Travel blogs

#1

I’m not a travel freak. In fact, I’d prefer, if not anything else, not to travel at all. But sometimes, you’re not exactly given a choice. Once in a while, I am grateful for this insufficiency.

I’ve decided to share some of my experiences traveling because I’ve learned a ton outside of my home. While I’d like any day to sit at home with a storybook and some curd rice, I have to admit that traveling has been quite the experience for me every now and then.

Hence, my first excerpt – The farm.

Grass, coconuts, and dung

With obvious sluggishness written on my face, I loaded the bags onto the rear of the car and got on.
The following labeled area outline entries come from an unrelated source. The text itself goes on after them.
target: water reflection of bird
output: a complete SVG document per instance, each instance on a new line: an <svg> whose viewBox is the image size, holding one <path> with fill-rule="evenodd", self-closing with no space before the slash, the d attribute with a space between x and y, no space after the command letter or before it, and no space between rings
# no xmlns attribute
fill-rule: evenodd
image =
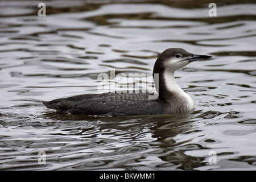
<svg viewBox="0 0 256 182"><path fill-rule="evenodd" d="M210 58L195 55L182 48L165 50L156 60L153 70L158 97L149 99L154 94L102 93L82 94L43 102L60 113L96 115L134 115L180 113L194 108L189 97L176 82L175 72L194 61Z"/></svg>

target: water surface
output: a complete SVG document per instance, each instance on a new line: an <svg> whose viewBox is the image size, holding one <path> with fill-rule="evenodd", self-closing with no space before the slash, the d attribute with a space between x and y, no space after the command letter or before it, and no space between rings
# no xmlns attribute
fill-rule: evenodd
<svg viewBox="0 0 256 182"><path fill-rule="evenodd" d="M256 5L242 3L216 2L210 17L204 1L53 1L39 17L35 1L1 1L0 169L255 170ZM96 93L113 69L151 73L171 47L213 56L176 72L191 113L94 117L41 102Z"/></svg>

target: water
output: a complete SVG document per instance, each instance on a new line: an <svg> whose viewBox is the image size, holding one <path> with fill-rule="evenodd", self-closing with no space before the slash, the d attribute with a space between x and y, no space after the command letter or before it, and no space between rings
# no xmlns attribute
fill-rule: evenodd
<svg viewBox="0 0 256 182"><path fill-rule="evenodd" d="M35 1L0 2L0 169L255 170L255 2L217 3L217 17L204 1L118 2L47 1L46 17ZM112 69L151 73L170 47L213 56L176 72L192 113L94 117L41 102L97 93Z"/></svg>

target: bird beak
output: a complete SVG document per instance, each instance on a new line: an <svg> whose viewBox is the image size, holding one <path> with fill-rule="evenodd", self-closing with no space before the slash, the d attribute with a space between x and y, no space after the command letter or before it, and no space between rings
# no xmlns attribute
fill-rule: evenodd
<svg viewBox="0 0 256 182"><path fill-rule="evenodd" d="M189 60L189 62L192 62L197 60L201 60L205 59L208 59L212 57L212 56L207 56L207 55L193 55L184 60Z"/></svg>

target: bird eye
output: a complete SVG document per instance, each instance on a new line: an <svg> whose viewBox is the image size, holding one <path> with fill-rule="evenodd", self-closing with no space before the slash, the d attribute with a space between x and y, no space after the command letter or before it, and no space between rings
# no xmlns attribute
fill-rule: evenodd
<svg viewBox="0 0 256 182"><path fill-rule="evenodd" d="M176 57L176 58L180 58L180 57L181 57L181 56L180 54L179 54L179 53L177 53L177 54L175 55L175 57Z"/></svg>

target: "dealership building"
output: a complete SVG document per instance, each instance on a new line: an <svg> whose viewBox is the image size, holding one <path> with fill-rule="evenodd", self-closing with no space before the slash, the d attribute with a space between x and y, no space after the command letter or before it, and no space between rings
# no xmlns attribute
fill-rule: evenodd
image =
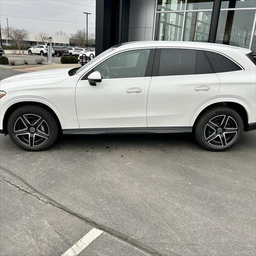
<svg viewBox="0 0 256 256"><path fill-rule="evenodd" d="M256 0L97 0L96 51L126 42L208 42L256 51Z"/></svg>

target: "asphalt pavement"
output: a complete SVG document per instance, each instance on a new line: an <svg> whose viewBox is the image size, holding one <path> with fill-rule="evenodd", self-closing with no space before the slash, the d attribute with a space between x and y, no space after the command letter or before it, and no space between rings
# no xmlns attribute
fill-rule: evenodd
<svg viewBox="0 0 256 256"><path fill-rule="evenodd" d="M4 54L8 58L9 61L11 60L14 60L17 64L23 63L24 60L28 61L29 63L34 64L35 63L36 59L39 59L43 58L44 59L44 62L47 63L47 57L44 56L41 56L39 55L28 55L28 54ZM52 57L53 63L60 63L60 58L54 56Z"/></svg>
<svg viewBox="0 0 256 256"><path fill-rule="evenodd" d="M0 255L60 255L97 228L79 255L254 255L255 149L255 131L222 153L181 134L31 153L1 134Z"/></svg>

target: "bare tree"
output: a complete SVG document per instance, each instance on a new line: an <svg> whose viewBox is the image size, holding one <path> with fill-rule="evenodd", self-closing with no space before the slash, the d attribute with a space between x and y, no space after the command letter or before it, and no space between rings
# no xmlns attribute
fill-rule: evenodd
<svg viewBox="0 0 256 256"><path fill-rule="evenodd" d="M55 34L57 36L66 36L66 35L67 35L67 34L66 34L66 33L64 32L64 31L62 31L62 30L57 31L55 33Z"/></svg>
<svg viewBox="0 0 256 256"><path fill-rule="evenodd" d="M41 31L36 36L35 36L35 39L37 42L38 44L44 44L47 42L45 37L47 37L48 35L46 33Z"/></svg>
<svg viewBox="0 0 256 256"><path fill-rule="evenodd" d="M85 44L85 36L83 29L77 29L76 33L70 35L70 39L77 46L83 47Z"/></svg>
<svg viewBox="0 0 256 256"><path fill-rule="evenodd" d="M7 27L3 29L3 34L5 36L8 36L8 30ZM9 27L9 37L13 43L18 45L19 52L20 54L20 47L22 45L22 43L26 39L28 39L28 31L24 28L14 28Z"/></svg>
<svg viewBox="0 0 256 256"><path fill-rule="evenodd" d="M95 34L93 33L88 34L88 44L92 47L95 44Z"/></svg>

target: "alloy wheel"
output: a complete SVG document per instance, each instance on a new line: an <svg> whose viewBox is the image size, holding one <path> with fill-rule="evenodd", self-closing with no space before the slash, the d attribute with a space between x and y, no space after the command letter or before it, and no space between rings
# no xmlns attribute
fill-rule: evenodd
<svg viewBox="0 0 256 256"><path fill-rule="evenodd" d="M49 126L45 120L32 114L20 116L14 123L14 132L21 143L30 147L44 144L50 135Z"/></svg>
<svg viewBox="0 0 256 256"><path fill-rule="evenodd" d="M220 115L211 119L204 128L204 138L211 146L225 147L236 137L238 126L236 122L228 115Z"/></svg>

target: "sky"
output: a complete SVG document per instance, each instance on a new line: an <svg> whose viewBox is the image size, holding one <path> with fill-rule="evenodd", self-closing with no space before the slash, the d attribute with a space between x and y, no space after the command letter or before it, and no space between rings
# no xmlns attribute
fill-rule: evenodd
<svg viewBox="0 0 256 256"><path fill-rule="evenodd" d="M88 33L95 34L95 2L96 0L0 0L1 28L7 26L7 18L9 27L47 34L62 30L69 36L76 29L86 29L86 15L82 12L86 12L92 13L88 15Z"/></svg>

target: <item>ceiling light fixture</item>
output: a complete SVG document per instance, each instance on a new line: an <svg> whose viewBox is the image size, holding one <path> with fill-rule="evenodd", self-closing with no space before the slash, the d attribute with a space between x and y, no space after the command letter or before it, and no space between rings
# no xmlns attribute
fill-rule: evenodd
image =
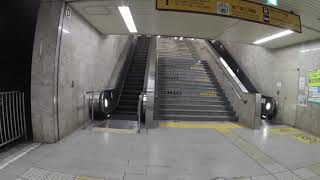
<svg viewBox="0 0 320 180"><path fill-rule="evenodd" d="M272 36L257 40L255 42L253 42L253 44L262 44L262 43L265 43L265 42L268 42L268 41L271 41L271 40L274 40L274 39L281 38L283 36L287 36L287 35L292 34L292 33L293 33L293 31L291 31L291 30L282 31L282 32L274 34Z"/></svg>
<svg viewBox="0 0 320 180"><path fill-rule="evenodd" d="M310 52L310 51L318 51L318 50L320 50L320 48L304 49L304 50L301 50L300 52L302 52L302 53L306 53L306 52Z"/></svg>
<svg viewBox="0 0 320 180"><path fill-rule="evenodd" d="M131 33L136 33L137 28L136 28L136 25L134 24L130 8L128 6L118 6L118 9L120 11L120 14L121 14L124 22L127 25L128 30Z"/></svg>

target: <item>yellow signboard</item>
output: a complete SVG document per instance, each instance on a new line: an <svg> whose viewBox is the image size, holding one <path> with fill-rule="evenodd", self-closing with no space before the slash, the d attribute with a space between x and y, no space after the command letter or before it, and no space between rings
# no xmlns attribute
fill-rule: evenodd
<svg viewBox="0 0 320 180"><path fill-rule="evenodd" d="M240 18L301 33L300 16L245 0L157 0L158 10L185 11Z"/></svg>
<svg viewBox="0 0 320 180"><path fill-rule="evenodd" d="M295 138L305 144L317 144L320 143L320 138L310 134L299 134Z"/></svg>
<svg viewBox="0 0 320 180"><path fill-rule="evenodd" d="M320 70L310 73L309 87L320 87Z"/></svg>

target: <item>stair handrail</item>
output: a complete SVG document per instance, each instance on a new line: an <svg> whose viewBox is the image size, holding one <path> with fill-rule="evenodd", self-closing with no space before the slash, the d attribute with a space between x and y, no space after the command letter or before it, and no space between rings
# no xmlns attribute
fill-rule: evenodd
<svg viewBox="0 0 320 180"><path fill-rule="evenodd" d="M148 60L146 64L145 79L142 90L142 118L145 118L145 127L150 128L154 126L154 101L156 98L156 68L157 68L157 36L149 37L149 48L148 48Z"/></svg>

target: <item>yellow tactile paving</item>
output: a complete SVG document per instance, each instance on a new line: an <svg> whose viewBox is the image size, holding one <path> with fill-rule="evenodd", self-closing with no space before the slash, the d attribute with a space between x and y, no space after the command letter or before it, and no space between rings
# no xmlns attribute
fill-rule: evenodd
<svg viewBox="0 0 320 180"><path fill-rule="evenodd" d="M308 134L308 133L294 135L294 138L305 143L305 144L320 143L320 138L318 138L314 135Z"/></svg>
<svg viewBox="0 0 320 180"><path fill-rule="evenodd" d="M230 129L243 128L240 124L224 122L224 123L210 123L210 122L161 122L162 128L185 128L185 129L216 129L219 132L226 132Z"/></svg>
<svg viewBox="0 0 320 180"><path fill-rule="evenodd" d="M270 131L273 134L277 135L295 135L295 134L300 134L301 131L296 128L288 127L288 128L272 128Z"/></svg>

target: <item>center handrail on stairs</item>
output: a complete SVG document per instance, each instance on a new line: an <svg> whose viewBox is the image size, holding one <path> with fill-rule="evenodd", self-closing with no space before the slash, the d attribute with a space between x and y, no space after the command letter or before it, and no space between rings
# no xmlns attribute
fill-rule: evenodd
<svg viewBox="0 0 320 180"><path fill-rule="evenodd" d="M100 108L103 109L103 112L106 114L110 114L115 110L119 103L120 95L125 83L125 79L128 73L128 69L130 67L134 50L136 48L137 38L132 40L132 44L130 46L130 50L126 56L126 60L123 63L123 67L119 73L119 76L116 79L115 87L107 88L101 93L99 104Z"/></svg>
Although I was to travel to the farm with many of our friends’ families, I wasn’t particularly thrilled about the idea of leaving home for two days. We were going to a farm that one of my mom’s friends owned. It was located on the outskirts of our city.

On reaching the place, I looked around. They had an amazing farmhouse and a large field where they grew paddy and other crops depending on the season. The first day passed with us taking a stroll around the place, learning new things about the seasonal nature of crops, and eating the incredible biryani that aunty made. That evening, as I was running around with the doggos, I passed by the outhouse beside which we’d parked all the vehicles. Two young girls who looked around my age were doing something outside it. What I didn’t know then was how big an impact they were about to make on me.

Dusk was fast approaching. While we were sitting on the balcony, I was asked to sing everyone a song. As I was turned away from the door, I didn’t notice the girls come in. They stayed and listened through the entire song, and then enthusiastically complimented me afterward. Flattered, I followed them out the door as they walked back to their house. I was enraptured by a sequence of things about them, namely how perfectly thin they were, how they could do so many things being so young, among others. I mean, the girls knew how to work a tractor!

‘No one is useless in this world who lightens the burdens of another’ – Charles Dickens

The second day of our stay at the farm was the younger girl’s birthday. I had a pair of new earrings that I’d gotten on the trip. I didn’t think twice about giving them to her. After all, we’d talked through the previous evening, and I’d found myself fast friends. That afternoon, as I descended the rung of steps, I noticed the younger girl starting the scooter, and asked her where she was going. She said she was going out to get some eggs. I asked her if I could come with, and posthaste, we were traversing unweathered rural roads with the wind smack on our faces.

I asked her many things on the way to the egg store. “Aren’t you afraid of going such a big distance all by yourself?” She shook her head no. “This is my home, why would I be afraid? I know my townsfolk, they know me too.” I wished that the city could be just as safe too. These small villages were a closely-knit family, and the inhabitants were lucky to be part of it, whether they realized it or not. “Have you been anywhere in the city?” She shook her head again. “I’ve been to the other villages around my area, but never into the big city.” I was slowly amusing myself, but I didn’t want to leave this small farm town. That’s what traveling did to me sometimes; I didn’t want to come, but if I loved it, I didn’t want to go.

On reaching a tiny shrubbery, I was asked to get off the bike – we couldn’t use the bike anymore. I realized that the egg store was in fact not a store at all – one of the women living in the town grew chicken, and she sold her eggs to get extra income for herself. I watched captivated as the girl and the woman had an animated conversation, and the end result of this was two dozen eggs. The girl said she’d give the woman her money at the end of the month, and we left. Everyone in and around the place had eyed me curiously. They had been so nice to someone they hardly knew. They offered me something to eat even though they didn’t know whether they’d have anything on their plate for their next meal.

Back at the farmhouse, I was feeling light. Somehow, these modest people had taught me something no lesson could. They were more than happy with what they had. And they stayed with each other through it all. Selflessness and the ability to be content were something urban people could perhaps only strive for. I mean, less the luxury, more the value. If you’re given too many choices, you end up exercising none – you only want that fifth choice that isn’t an option. But if you have ONE choice, you use that to the best of your abilities. As I cycled down the same path that evening, I reflected upon these things. I smiled at the people I had befriended that day – my friends were surprised.

How had I made friends so easily? The answer was that there is nothing called ‘making friends’. That’s bogus. Friendships are formed simply with a hello or a smile. That foundation can only be laid when people put their separateness apart. And this, I learned from my friends at the farm. I didn’t want to leave them the next day – I didn’t want to depart from Anandi and Subbu, our dog buddies, from the routine coconut water breaks, and from the candor that less choice presented. The interesting thing is that travel did that to me.